Chapter 21
WE STOOD IN THE BACKYARD. WHISPER sat beneath us. We picked the bluebottles and webs out of each other’s clothes and hair. Her eyes were burning bright.
“He’s an extraordinary being,” she said.
The breeze blew and the garage creaked.
“We’ll take him out tonight,” she said.
“At dawn,” I said.
“We’ll call each other. We’ll hoot like owls. We’ll make sure we wake.”
We stared into each other.
“An extraordinary being,” she whispered.
She opened her hand and showed me the dark ball of congealed skin and bone she had brought out with her.
“What is it?” I said.
She bit her lip.
“It can’t be what I think it is,” she said. “It can’t be.”
Dad came to the back window. He stood there watching us.
“I’ll go back now,” I said. “I’ll carry on doing the garden.”
“I’ll go back to making the blackbird.”
“I’ll see you at dawn.”
“At dawn. I won’t sleep.”
She squeezed my hand, slipped out through the gate with Whisper at her heels.
I turned back into the yard. I waved at Dad. My heart was thundering. I knelt in the soil, wrenched at the weeds, sent black beetles scattering.
“He won’t die,” I whispered. “He won’t just die.”
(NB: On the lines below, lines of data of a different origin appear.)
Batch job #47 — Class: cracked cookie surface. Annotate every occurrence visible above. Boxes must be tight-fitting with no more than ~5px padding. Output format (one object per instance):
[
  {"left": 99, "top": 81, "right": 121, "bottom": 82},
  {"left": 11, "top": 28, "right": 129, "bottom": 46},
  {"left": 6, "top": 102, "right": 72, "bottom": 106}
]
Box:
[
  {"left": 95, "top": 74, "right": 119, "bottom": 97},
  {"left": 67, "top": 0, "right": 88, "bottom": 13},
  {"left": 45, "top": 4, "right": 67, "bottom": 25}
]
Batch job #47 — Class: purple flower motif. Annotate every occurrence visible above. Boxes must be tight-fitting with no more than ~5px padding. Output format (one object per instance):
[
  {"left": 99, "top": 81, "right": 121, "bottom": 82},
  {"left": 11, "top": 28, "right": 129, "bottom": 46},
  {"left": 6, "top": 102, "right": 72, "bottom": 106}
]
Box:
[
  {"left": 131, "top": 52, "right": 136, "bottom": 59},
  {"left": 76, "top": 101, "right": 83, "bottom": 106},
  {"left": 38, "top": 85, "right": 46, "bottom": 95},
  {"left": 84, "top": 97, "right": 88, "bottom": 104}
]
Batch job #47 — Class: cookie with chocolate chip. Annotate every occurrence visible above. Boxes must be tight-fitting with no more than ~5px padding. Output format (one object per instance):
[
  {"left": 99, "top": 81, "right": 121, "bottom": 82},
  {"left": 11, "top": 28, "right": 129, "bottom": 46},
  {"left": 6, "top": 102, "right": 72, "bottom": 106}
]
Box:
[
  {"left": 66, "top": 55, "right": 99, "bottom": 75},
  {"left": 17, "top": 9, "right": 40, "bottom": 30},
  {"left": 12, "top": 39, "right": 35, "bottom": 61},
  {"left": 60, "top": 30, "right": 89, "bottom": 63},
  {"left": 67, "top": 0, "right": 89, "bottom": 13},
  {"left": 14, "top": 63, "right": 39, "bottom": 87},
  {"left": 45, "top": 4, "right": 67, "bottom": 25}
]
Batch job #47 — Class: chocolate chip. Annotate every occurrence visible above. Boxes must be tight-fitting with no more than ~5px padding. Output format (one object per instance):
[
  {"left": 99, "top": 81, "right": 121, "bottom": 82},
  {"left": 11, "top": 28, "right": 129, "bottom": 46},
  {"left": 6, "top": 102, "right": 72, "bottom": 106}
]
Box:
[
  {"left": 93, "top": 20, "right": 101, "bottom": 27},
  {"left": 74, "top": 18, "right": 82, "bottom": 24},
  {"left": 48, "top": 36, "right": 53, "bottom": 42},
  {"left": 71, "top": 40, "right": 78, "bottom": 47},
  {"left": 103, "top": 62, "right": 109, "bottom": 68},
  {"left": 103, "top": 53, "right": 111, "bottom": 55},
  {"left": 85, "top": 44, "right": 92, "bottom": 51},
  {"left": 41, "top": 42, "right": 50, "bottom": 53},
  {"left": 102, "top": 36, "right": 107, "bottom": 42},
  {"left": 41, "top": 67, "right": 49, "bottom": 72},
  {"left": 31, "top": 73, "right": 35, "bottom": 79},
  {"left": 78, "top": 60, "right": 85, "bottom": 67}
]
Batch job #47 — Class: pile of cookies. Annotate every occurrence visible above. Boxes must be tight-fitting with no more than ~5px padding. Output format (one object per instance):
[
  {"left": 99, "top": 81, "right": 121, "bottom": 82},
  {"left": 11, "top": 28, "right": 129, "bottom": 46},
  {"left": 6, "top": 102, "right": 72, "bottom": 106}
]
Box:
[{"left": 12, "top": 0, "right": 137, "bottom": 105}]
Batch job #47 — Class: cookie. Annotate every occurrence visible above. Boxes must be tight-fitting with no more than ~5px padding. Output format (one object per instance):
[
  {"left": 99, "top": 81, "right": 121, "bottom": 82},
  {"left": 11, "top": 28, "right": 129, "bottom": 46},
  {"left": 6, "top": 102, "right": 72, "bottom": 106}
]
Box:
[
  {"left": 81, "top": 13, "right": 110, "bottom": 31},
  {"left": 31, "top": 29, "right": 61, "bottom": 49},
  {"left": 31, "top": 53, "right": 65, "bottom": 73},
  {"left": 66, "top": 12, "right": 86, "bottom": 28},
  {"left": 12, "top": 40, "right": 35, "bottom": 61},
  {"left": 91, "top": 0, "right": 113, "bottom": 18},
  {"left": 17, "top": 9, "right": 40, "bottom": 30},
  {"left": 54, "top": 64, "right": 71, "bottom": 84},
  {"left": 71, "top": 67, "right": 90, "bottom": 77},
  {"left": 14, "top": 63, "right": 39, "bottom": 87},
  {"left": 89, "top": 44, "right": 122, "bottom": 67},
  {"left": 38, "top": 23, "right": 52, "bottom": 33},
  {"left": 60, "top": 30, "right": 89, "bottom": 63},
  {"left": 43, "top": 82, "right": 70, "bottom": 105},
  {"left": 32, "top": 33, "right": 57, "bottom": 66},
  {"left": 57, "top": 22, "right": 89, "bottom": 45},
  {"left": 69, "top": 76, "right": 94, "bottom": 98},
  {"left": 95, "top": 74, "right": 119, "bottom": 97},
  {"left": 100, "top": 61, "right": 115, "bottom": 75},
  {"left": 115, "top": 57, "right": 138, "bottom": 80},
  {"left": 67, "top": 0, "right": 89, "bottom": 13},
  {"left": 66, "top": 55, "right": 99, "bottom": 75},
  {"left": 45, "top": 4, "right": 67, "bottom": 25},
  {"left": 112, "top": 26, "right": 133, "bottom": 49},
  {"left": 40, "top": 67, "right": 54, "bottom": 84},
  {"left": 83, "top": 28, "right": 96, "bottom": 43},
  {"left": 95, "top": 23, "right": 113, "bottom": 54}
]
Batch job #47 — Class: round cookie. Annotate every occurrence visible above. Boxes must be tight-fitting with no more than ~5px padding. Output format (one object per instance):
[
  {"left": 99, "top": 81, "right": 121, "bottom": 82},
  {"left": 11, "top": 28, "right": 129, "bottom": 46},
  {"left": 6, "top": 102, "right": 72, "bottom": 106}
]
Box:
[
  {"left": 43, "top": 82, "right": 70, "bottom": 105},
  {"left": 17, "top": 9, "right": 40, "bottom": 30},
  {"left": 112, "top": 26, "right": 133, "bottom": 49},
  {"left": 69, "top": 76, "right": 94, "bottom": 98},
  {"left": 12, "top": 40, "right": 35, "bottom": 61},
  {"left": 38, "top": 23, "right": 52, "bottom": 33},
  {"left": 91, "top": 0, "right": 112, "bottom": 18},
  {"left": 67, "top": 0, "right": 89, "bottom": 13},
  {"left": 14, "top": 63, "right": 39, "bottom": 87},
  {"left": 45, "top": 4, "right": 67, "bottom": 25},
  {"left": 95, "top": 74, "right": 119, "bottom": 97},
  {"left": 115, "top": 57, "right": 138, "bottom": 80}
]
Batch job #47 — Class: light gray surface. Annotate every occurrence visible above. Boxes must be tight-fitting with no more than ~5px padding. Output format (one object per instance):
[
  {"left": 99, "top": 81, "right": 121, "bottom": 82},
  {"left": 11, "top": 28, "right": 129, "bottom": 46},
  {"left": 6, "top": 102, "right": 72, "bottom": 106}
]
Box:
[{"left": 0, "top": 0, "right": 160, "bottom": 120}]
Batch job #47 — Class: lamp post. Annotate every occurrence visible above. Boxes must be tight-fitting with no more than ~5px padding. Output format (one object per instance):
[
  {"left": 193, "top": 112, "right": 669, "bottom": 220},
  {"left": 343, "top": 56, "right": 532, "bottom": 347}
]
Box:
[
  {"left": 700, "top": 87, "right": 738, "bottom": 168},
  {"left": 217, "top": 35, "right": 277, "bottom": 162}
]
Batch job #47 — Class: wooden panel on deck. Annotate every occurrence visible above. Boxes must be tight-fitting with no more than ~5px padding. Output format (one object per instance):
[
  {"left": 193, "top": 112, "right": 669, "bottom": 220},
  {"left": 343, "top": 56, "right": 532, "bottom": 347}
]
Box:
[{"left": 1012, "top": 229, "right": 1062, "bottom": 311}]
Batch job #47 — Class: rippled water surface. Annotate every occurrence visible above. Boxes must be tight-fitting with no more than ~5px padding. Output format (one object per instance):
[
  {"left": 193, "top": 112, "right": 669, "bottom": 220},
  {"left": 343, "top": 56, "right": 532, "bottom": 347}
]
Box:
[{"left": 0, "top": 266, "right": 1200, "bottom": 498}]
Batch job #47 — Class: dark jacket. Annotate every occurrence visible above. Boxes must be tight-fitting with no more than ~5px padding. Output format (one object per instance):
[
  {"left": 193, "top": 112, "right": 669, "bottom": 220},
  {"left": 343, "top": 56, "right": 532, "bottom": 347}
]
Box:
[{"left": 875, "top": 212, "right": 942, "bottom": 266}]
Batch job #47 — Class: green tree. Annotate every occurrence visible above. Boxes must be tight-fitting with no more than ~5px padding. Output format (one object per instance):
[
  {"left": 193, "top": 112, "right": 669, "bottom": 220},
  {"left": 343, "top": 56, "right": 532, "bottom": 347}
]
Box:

Later, Dad came out. We drank orange juice together and sat against the house wall.
He grinned.
“You like Mina, then,” he said.
I shrugged.
“You do,” he said.
“She’s extraordinary,” I said.
Chapter 22
I WAS WITH THE BABY. WE WERE tucked up together in the blackbird’s nest. Her body was covered in feathers and she was soft and warm. The blackbird was on the house roof, flapping its wings, squawking. Dr. MacNabola and Dr. Death were beneath us in the garden. They had a table filled with knives and scissors and saws. Dr. Death had a great syringe in his fist.
“Bring her down!” he yelled. “We’ll make her good as new!”
The baby squeaked and squealed in fright. She stood at the edge of the nest, flapping her wings, trying for the first time to fly. I saw the great bare patches on her skin: She didn’t have enough feathers yet, her wings weren’t strong enough yet. I tried to reach for her but my arms were hard and stiff as stone.
“Go on!” the doctors yelled. They laughed. “Go on, baby! Fly!”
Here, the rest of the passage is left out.